Amway Center hosted the second and third round games of the NCAA Division I Men's Basketball Tournament in 2014. On January 14, 2013, the Arena Football League's Board of Directors voted to award ArenaBowl XXVI to Orlando in the summer of 2013. It hosted UFC on Fox: dos Anjos vs. Cerrone 2 on December 19, 2015, and held the 2016 WWE Royal Rumble pay-per-view on January 24, 2016.
Prior to Downtown Master Plan 3, the Orlando Magic's ownership, led by billionaire Amway founder Richard DeVos and son-in-law Bob Vander Weide, had been pressing the City of Orlando for a new arena for nearly ten years. Amway Arena was built in 1989, before the recent era of technologically advanced entertainment arenas. With the rush to build new venues in the NBA (and sports in general), it quickly became one of the oldest arenas in the league.
On September 29, 2006, after years of on-and-off negotiations, Orlando Mayor Buddy Dyer, Orange County Mayor Richard Crotty, and the Orlando Magic announced an agreement on a new arena in downtown Orlando, located at the southwest corner of Church Street and Hughey Avenue. The arena itself cost around $380 million, with an additional $100 million for land and infrastructure, for a total cost of $480 million (as of March 8, 2011 the arena was expected to be within $10 million of the estimated cost). It is part of a $1.05-billion plan to redo the Orlando Centroplex with a new arena, a new $375-million performing arts center, and a $175-million expansion of the Citrus Bowl (Later, declining economic conditions led the improvements to the Citrus Bowl to be delayed until at least 2020). When it was announced in the media on September 29, it was known as the "Triple Crown for Downtown".

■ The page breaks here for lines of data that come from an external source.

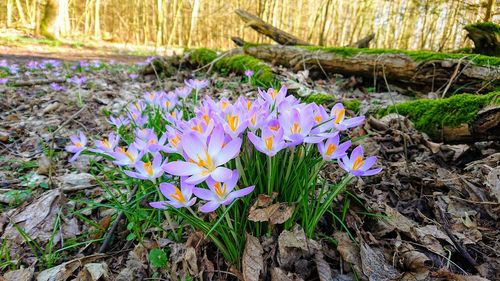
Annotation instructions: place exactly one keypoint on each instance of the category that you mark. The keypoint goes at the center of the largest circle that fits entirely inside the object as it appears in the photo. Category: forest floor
(431, 214)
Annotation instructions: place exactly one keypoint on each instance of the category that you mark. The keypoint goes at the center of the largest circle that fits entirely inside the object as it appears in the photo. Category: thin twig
(113, 228)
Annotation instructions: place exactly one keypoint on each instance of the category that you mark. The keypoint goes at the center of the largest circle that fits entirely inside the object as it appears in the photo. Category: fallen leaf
(292, 245)
(65, 270)
(252, 260)
(275, 214)
(493, 182)
(279, 274)
(23, 274)
(375, 266)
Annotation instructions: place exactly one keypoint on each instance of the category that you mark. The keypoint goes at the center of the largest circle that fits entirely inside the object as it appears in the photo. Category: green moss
(429, 115)
(319, 98)
(485, 26)
(415, 55)
(263, 74)
(353, 105)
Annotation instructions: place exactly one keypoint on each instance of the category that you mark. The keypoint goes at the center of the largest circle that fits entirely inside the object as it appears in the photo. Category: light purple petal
(221, 174)
(209, 207)
(181, 168)
(204, 194)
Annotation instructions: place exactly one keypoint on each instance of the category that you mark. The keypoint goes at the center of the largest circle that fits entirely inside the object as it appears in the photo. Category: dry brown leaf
(252, 260)
(349, 252)
(23, 274)
(292, 245)
(444, 273)
(375, 266)
(279, 274)
(65, 270)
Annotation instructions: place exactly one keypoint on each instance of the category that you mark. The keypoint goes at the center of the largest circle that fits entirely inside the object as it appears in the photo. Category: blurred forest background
(405, 24)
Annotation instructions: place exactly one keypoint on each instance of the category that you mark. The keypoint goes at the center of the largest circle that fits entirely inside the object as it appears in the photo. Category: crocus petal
(368, 163)
(221, 174)
(228, 152)
(204, 194)
(167, 189)
(209, 207)
(196, 179)
(181, 168)
(193, 146)
(158, 205)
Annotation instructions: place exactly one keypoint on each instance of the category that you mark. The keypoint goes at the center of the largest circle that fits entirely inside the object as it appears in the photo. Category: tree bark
(49, 23)
(399, 69)
(268, 30)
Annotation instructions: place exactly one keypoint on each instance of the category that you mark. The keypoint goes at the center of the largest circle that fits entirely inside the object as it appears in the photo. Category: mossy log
(463, 118)
(232, 61)
(486, 37)
(412, 71)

As part of Amway's naming rights to the old Amway Arena, the company received right of first refusal for naming rights to the new venue, and exercised those rights, announcing a 10-year, $40-million naming deal to name the venue the Amway Center on August 3, 2009.
Amway Center main entrance at the opening game of 2010-11 regular season Orlando Magic
Populous (formerly HOK Sport) was named the Architect of Record on August 3, 2007, with Smith Seckman Reid and Walter P Moore Engineers and Consultants as planning partners.

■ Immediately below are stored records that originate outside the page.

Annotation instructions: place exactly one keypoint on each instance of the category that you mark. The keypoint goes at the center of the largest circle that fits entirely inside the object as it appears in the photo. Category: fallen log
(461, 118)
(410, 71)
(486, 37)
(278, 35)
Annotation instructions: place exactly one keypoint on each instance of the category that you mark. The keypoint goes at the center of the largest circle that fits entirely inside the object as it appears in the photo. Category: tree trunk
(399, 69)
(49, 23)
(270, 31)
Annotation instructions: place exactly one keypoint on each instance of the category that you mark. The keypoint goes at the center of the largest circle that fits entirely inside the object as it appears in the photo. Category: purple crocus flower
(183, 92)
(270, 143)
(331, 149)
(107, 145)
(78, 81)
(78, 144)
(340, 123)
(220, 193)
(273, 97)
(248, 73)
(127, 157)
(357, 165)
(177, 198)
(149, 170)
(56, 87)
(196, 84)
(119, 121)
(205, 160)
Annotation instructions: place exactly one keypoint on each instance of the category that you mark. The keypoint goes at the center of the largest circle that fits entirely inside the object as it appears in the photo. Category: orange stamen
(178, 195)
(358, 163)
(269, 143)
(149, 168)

California-based art curator Sports and the Arts assembled the Amway Center Art Collection. The collection includes more than 340 works of art, including about 200 museum-quality photographs. Fourteen of the 21 artists housed in the collection represent Central Florida. The Amway Center Art Collection includes over 140 pieces of fine art paintings and mixed media originals, over 200 photographs, and graphic wall treatments highlighting both the Orlando Magic and the spirit of Orlando and Central Florida.
Responsive to a challenging 876,000 SF program, the design intention of the Amway Events Center was to mediate its disparate context of elevated highways, central business district and low-rise housing. The simple, planar form of precast, aluminum and glass presents a timeless civic quality. The solidity of the precast and aluminum skin is punctured in carefully considered locations with expansive areas of glass including a crystalline entry lobby facing historic Church Street, blurring the boundary of inside and outside.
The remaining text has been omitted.